The uproar surrounding No Man’s Sky at launch in 2016 was that it promised so much and didn’t deliver. With 18 billion billion planets to discover, each with their own unique ecosystems and flora and fauna, the games potential was for unlimited exploration. Players salivated at the promise of discovering all those “procedurally generated” worlds, being the first one to set foot on a newly discovered planet or the first one to discover and name a new species. The players were meant to feel as they were boldly going where no one had ever gone before, to planets that looked like the poster art of a 70s sci-fi film. The expectations for the game were enormously high.
And for the first few hours it did feel great. You awake on a new planet with a broken ship. Your first task is acquiring the resources to get it up and running so you can get on your journey and see what more is out there. Finding and filling your ship and suits limited inventory slots with just the right resources was a challenge eagerly met. It all seemed exciting but strangely chilled with the trance background music and psychedelic colours. I remember entering a new planets atmosphere in my spacecraft for the first time and it was exhilarating. Who or what was I going to find? Would it be a hostile climate? Would I find any natives and would they be friendly? Would I by chance happen across another player despite the infinitesimally small probability?
However pretty quickly everything in No Man’s Sky started feeling suspiciously repetitive. There wasn’t a whole lot of difference between the planets. They either had flora or didn’t and for those with flora, the plants all looked similar just with different shades of garish colour. As a procedural game the plants and animals are made up of an infinite amount of variations connecting the various parts to create a new entity. However the 5th time you see a weird plant or animal cobbled together from the same parts, it starts to seem a bit dumb. Despite the pre-launch promise of never seeing the same thing twice, the buildings and alien races across planets were actually the same. Even the alien artifacts with mysterious origins looked and behaved in exactly the same way. The first time you come across an artifact its awesome. The 20th time yeah whatever. After a few hours into the game, players started to feel as if they’d been duped. All that planet hopping got tedious and for the AAA price tag players wanted more.
As the No Man’s Sky novelty quickly wore off, Reddit discussions started filling up with all the promises that No Man’s Sky didn’t deliver. Players were pissed that they had purchased an essentially unfinished game with much of the marketed features not yet available. Perhaps the biggest lesson the developers learned from No Man’s Sky was that size alone is not enough to sustain interest. Despite all that promised unlimited possibility, the players biggest complaint was that it was mundane. Granted there was the race to the centre of the universe but even that supposedly infinitely difficult challenge was quickly attained. The hostility toward the game became a crescendo. Hello Games went into lock down mode releasing only notes with its patches and fixes, no doubt waiting for the furious storm to end.

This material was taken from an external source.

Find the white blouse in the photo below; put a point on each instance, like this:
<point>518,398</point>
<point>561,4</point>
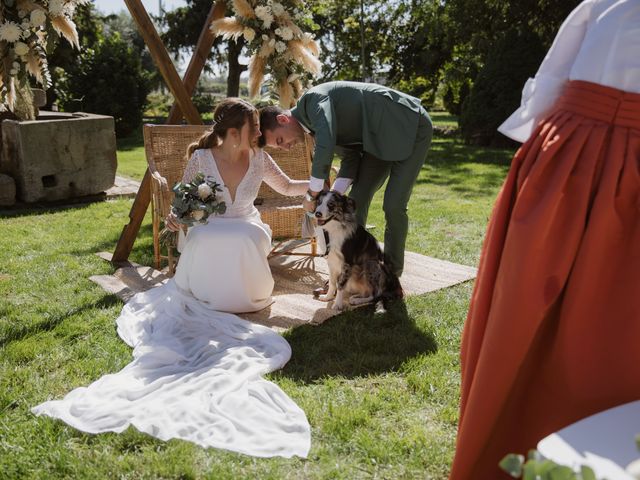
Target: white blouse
<point>599,42</point>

Despite the games crucifixion, it still acquired a fan base with some spending 100’s of hours playing, arguing that it was ok to be content with the “journey” rather than simply looking for action. They were the galactic botanists happy to catalog the plants, or the interstellar anthropologists compelled to learn an alien tongue. These players had no urge to race to whatever waited at the centre of the universe. For them No Man’s Sky provided a free-form discovery that allowed much time for some quiet self reflection, much like going on a really long simulated walk for some time to think.
Now one year on from the shit storm of controversy, is No Man’s Sky any closer to the game it should have been? In the year since the release developers have quietly poured back into the game adding a base-building system, the ability to acquire star freighters, a Path Finder update that brought ground vehicles and a photo mode. But overcoming first impressions has been a challenge for Hello Games and the question is whether enough water has passed under the bridge to draw back disenfranchised players again, and to give it another chance or whether its all been delivered a bit too late. With the Atlas Rises update due out this week we’re willing to give in another go. Let’s see how it goes.